Asia Pacific manufacturers will be focusing on emerging markets, developing new low-cost manufacturing centres and using new technologies to drive connectivity and visibility across the entire value chain in 2014, predicts IDC Manufacturing Insights.
IDC Manufacturing Insights forecasts new markets and low-cost manufacturing centres to emerge as manufacturers within the region are expected to continue moving to low-cost countries such as Cambodia, India, Vietnam and Indonesia. "More manufacturing activities are expected to come to ASEAN as manufacturers based in China are increasingly seeking to reduce cost by moving to lower costs Asian countries," said Dr William Lee, senior research manager at IDC Manufacturing Insights Asia/Pacific.
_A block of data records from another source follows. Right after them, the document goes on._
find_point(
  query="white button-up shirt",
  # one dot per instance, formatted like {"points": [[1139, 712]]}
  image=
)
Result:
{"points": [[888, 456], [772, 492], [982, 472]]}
For instance, Lever Style has reduced its headcount in China by one third as it moved part of its production for Uniqlo to Vietnam.
Having visibility into the supply chain and real-time ability to decide based on the information within specified time limits will become increasingly important in a competitive dynamic market. IDC Manufacturing Insights predicts that retail stores will increasingly use mobile devices to share daily information to the OEM (original equipment manufacturer). This will drive the adoption of technologies such as in-memory databases to support the sales and operations planning process.
As businesses are now beginning to drive the adoption of technologies in the companies, CIOs have to consider forging new, collaborative relationships with users. In the coming year, CIOs need to provide users with the freedom to make IT decisions, and teach them how to assume responsibility for those decisions.
These three predictions are part of IDC Manufacturing Insights Asia/Pacific's top 10 predictions for 2014.